La cuestión es que a Piluca le habían puesto ese día una falda muy bonita de gasa o tul de color rosa porque un primo suyo había hecho la primera comunión y, naturalmente, la ocasión lo requería. Así que en una de esas idas y venidas bengala en mano, una de las chispas le cayó en la falda y el resultado fue un agujero por el cabía perfectamente un dedo. Piluca gritó y lloró y se fue corriendo a su casa. Allí le debieron echar una bronca tremenda. Luego su madre la cogió del brazo y le conminó a acompañarla a mi casa para que mi madre viera los desperfectos y, supongo, para exigir una reparación económica. Vi avanzar a las dos en nuestra dirección desde que salieron de su casa y por la manera poderosa y decidida de caminar de la madre de Piluca me pude dar cuenta instintivamente de que aquello se empezaba a complicar muy seriamente. En consecuencia José Luis Sánchez, Geni, Poti y yo desaparecimos del escenario del crimen a toda velocidad. Poti se fue disimuladamente hacia su casa, sin demasiadas prisas. No le gustaban las broncas ni las prisas.

No sé exactamente lo que pasó entre mi madre y la de Piluca, nunca lo llegué a saber, pero el caso es que al cabo de un rato salieron las dos del portal, la madre dando collejas a Piluca y Piluca llorando mansamente. La escena la observamos los tres escondidos detrás del tronco de un enorme castaño que había en el parque a escasos metros de casa.

A Piluca le castigaron varios días sin salir y a mí me echaron una bronca tremenda, pero no hubo más.

El segundo día sin Piluca, Geni prometió ir a verla para saber hasta cuando iba a durar el castigo y, por si era de utilidad, yo me gasté unos céntimos en comprar un pirulí para que se lo llevara de mi parte con el fin de paliar los terribles daños causados, sobre todo los inmateriales, que eran los peores.
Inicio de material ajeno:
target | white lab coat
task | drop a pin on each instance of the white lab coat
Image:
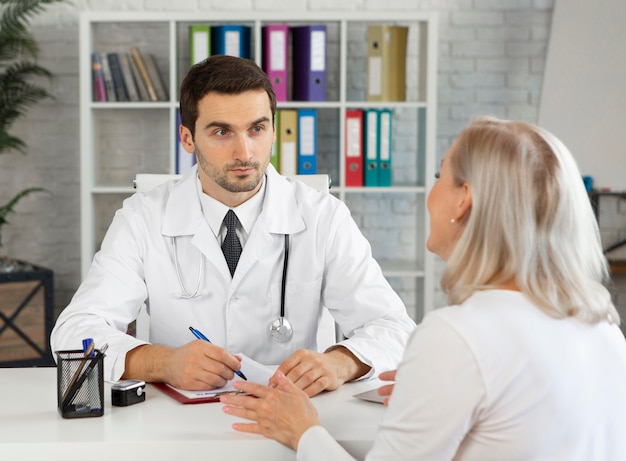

Al final Piluca reapareció al tercer día y todo volvió casi a su estado normal, como si no hubiera pasado nada, pero a partir de entonces las cosas se enfriaron un poco porque Piluca puso algunas barreras a su alrededor que me impedían el paso. Lo que antes era normal ahora siempre iba con un no por delante, de manera que yo empecé a sospechar que aquello se había terminado. 
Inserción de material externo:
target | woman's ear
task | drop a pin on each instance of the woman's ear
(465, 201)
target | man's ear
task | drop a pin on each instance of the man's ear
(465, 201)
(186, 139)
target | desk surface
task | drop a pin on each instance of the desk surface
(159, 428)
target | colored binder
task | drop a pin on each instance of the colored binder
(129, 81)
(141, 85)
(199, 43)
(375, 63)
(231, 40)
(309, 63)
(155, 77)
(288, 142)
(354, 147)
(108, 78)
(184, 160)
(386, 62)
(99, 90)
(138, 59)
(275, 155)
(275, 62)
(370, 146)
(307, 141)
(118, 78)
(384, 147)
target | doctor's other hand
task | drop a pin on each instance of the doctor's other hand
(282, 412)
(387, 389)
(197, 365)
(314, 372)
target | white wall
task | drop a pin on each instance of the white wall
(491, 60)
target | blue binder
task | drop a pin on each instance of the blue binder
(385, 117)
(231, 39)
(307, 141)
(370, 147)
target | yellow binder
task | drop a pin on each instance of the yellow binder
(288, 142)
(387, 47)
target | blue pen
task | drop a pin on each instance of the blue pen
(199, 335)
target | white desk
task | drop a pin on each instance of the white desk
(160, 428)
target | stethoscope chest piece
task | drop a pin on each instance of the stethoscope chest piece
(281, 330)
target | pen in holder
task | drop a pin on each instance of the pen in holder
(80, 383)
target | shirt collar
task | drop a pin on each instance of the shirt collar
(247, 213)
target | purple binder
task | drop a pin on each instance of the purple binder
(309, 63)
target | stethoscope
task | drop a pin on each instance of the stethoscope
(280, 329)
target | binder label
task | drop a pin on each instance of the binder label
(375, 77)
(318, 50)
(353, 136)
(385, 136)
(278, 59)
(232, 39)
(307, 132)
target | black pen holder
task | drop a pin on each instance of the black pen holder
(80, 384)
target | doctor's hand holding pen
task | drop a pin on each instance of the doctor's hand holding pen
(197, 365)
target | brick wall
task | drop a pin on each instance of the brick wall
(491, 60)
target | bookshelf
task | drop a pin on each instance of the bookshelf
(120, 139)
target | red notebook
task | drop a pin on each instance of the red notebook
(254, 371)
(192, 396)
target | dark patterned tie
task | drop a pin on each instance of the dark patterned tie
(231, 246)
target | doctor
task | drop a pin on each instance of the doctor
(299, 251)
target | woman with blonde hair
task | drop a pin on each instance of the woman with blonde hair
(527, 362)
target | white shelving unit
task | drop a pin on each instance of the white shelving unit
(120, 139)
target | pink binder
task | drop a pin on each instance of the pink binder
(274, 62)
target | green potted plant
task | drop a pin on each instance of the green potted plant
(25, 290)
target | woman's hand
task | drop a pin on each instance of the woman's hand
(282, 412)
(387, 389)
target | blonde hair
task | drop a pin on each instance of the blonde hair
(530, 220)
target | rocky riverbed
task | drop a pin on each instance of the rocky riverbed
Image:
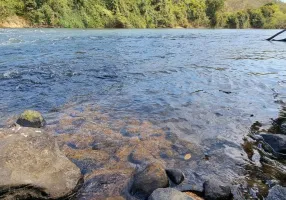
(88, 155)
Pero casualmente, al empezar el curso siguiente, volviendo yo del colegio, me encontré con una niña que era vecina nueva en mi portal y como iba en la misma dirección empezamos a caminar juntos y además me ofrecí a llevarle la cartera del cole. La niña me dio las gracias y también un beso en la mejilla. Y todo eso sucedió en la acera de enfrente al portal de la casa de Piluca. Y Piluca lo vio. Yo no me di cuenta de eso, pero esa misma tarde Geni me preguntó si ya no me gustaba Piluca y yo le contesté que no estaba seguro de que Piluca tuviera algún interés en mí porque hacía tiempo que se negaba a todo, estaba conmigo más seria de lo normal y ni se acercaba a mí, siempre se sentaba al lado contrario de donde yo estaba, y ese tipo de cosas, así que si ella no me hacía caso pues yo tampoco.
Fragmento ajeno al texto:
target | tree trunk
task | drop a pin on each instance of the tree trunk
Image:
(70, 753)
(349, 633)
A Geni le faltó tiempo para contarle todo esto a Piluca y a Piluca le faltó tiempo para apearse del burro y volver a poner las cosas en su sitio. Fue poco a poco, sin que se notara demasiado, escondiendo hábilmente sus intenciones, guardándose cartas en la manga, hasta que un día en que todo estaba ya casi normalizado me preguntó quién era esa niña que me había dado un beso frente a su casa y porqué le había llevado la cartera del cole. Yo ya ni me acordaba del asunto pero supuse que se trataba de mi vecina Blanca, o Blanquita, como le llamaban las amigas, entre las que se encontraba una de mis hermanas. Entonces pensé que si todo volvía a funcionar como siempre se debió en parte a aquel episodio fortuito con Blanca y tomé nota, porque si la cosa descarrilaba de nuevo siempre tendría a mano a mi vecina para encarrilarlo de nuevo. En realidad Blanca era una niña muy guapa, rubia y con ojos azules, nada tímida, o más bien muy alegre, pero demasiado jovencita, aunque era más alta de lo normal para su edad, lo cual le daba una apariencia muy conveniente para mis intereses, que no eran otros que los de mantener a raya los posibles cambios de humor de Piluca.

Con Piluca las cosas no fueron nunca a más, en parte porque desde el fatídico episodio de las bengalas todo se enfrió un poco y todo derivó hacia el empleo de tácticas y conductas poco naturales o poco espontáneas o inocentes, y además, con la llegada del invierno los niños nos tapábamos más y entre bufandas, gorros y abrigos apenas se nos veía, ni por fuera ni por dentro.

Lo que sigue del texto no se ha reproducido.